Am nächsten Tag begrüßt uns die Sonne mit fröhlichem Schein, wir schlürfen unsere Instant-Haferflocken, tüten das Zelt ein und sind bald marschbereit. Die Nacht war frisch und wir wollen uns beim Wandern aufwärmen. Frank bemerkt beiläufig, dass er Mumienschlafsäcke hasse, man schlafe wie eine Mumie und sei am nächsten Tag genauso tot. Der blaue Himmel, die wärmende Sonne und die herrliche Berglandschaft lassen seine „Beschwerden“ jedoch rasch vergessen, allerdings hört er nach etwa einer Stunde des Wanderns ein furchtbares Stöhnen hinter sich, „Kannichmehrkannichmehrpause…“ röchelt Sabine. Kurzerhand werfen wir unseren Kocher an und laden unsere neuen kanadischen Freunde, die justament des Weges eilen, zum Tee ein. Am Kloster Dira-puk wird erneut pausiert, hier treffen wir alle andern Reisenden aus dem Jeep wieder, Erfahrungen werden ausgetauscht und ein kleines Picknick veranstaltet. Schon nach wenigen Kilometern hinter dem Kloster reißt die Gruppe auseinander und wir werden schnell nach hinten durchgereicht. Sind wir doch schon zu alt für diesen Kram? Unterwegs treffen wir nur drei Pilger, es ist Nebensaison und Frank verliert seine Sonnenbrille bei dem Versuch, Wasser aus einem Gebirgsbach zu schöpfen. Wir wandern, was das Zeug hält, werden unsere Reisegefährten an diesem Tag aber wohl nicht mehr einholen können…, wozu auch.

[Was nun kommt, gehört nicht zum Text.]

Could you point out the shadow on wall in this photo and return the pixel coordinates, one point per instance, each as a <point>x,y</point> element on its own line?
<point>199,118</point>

Der Abend kündigt sich mit schwächer werdendem Licht und schneidender Kälte an, es geht beständig bergauf und jedes Gramm im Rucksack wird eine spürbare Last. Die dünne Luft besorgt uns dann den Rest. Wir überholen zwar noch die Engländer, aber eher unbewusst und mechanisch, kurz bevor die Sonne untergeht wird das zweite Biwak errichtet, wir stopfen lustlos irgendwelche Nahrung in uns hinein und kriechen völlig erschöpft in unsere Schlafsäcke. Mitten in der Nacht muss Frank heraus, er ist aber sofort wieder zurück mit der Bemerkung, draußen sei es zu kalt und ein riesiger Hund mit grimmiger Miene laufe um das Zelt herum, na ja, was der wieder gesehen hat…

Tal des Senlung-Flusses
Am Senlung-Fluss entlang nach Norden
Dira Puk-Kloster / Kailash
Dira Puk-Kloster / Kailash
Zweites Camp am Kailash
Zweites Camp am Kailash

Wie schön, dass es immer einen nächsten Tag gibt! Die Sonne geht auf und mit ihr das Gefühl, ein lebendiger Mensch zu sein. Die Mühen des Vortages sind Historie und die Hoffnung auf eine unerträgliche Leichtigkeit des Seins füllt das Herz mit Freude; die Lippen gespitzt, pfeifen wir ein Liedchen und schultern die schweren Säcke, die wie durch Zauberei mit Federn gefüllt erscheinen. Unglücklicherweise hält dieser Zustand nicht ewig an, schon bald merkt man, dass sich der menschliche Körper – im Gegensatz zum Geist – nicht so leicht aufs Glatteis führen lässt. Indes: heute geht es schon besser und wir können das zu tragende Gewicht tatsächlich reduzieren, indem wir Pilgern auf dem Wege unsere in Darchen erworbenen Fladenbrote schenken, die schwer wie Senkblei sind und leider auch so schmecken. Um die Mittagszeit passieren wir das zweite Kloster und treffen auf die Israelis, die es schwer erwischt hat, entweder Höhenkrankheit oder Durchfall, sie wissen es auch nicht so genau, in jedem Fall planen sie, im Kloster ein paar Tage auszuharren und für Besserung zu beten.
Kurz hinter dem Kloster haben wir einen breiten Gebirgsbach zu überqueren, wir hüpfen von Stein zu Stein und der erste steile Anstieg zum Dolma La-Pass tut sich vor uns auf. Rechter Hand bietet sich eine wunderschöne Sicht auf den schneebedeckten Gipfel des Kailash, aber wir haben bald nicht mehr die Kraft, selbige zu genießen. Alle fünf Minuten müssen wir jetzt pausieren, die Lungen pfeifen und die Oberschenkel übersäuern und brennen lichterloh. Wir schlagen unser Zelt heute auch etwas früher auf, allerdings suchen wir unseren Zeltplatz einige Höhenmeter unterhalb der Stelle, die wir erkletterten. Wir lasen, dass man sein Haupt nie auf der Höhe zur Ruhe betten soll, die man am Tage erwanderte, vielmehr solle man dem Körper die Möglichkeit geben, sich angemessen zu akklimatisieren. Oder so ähnlich. Beim Aufstieg haben wir außerdem einen schönen Platz entdeckt, der Sonnenschein am Nachmittag und in der Frühe verspricht. Wir sitzen dann auch noch lange in kurzen Hosen vor dem Zelt, lecken unsere Wunden und ergötzen uns an Nudelsuppe und Büchsenfleisch. In dieser Nacht wird es dann richtig kalt und zum ersten Mal haben wir im Innern unseres Zeltes eine Eisschicht.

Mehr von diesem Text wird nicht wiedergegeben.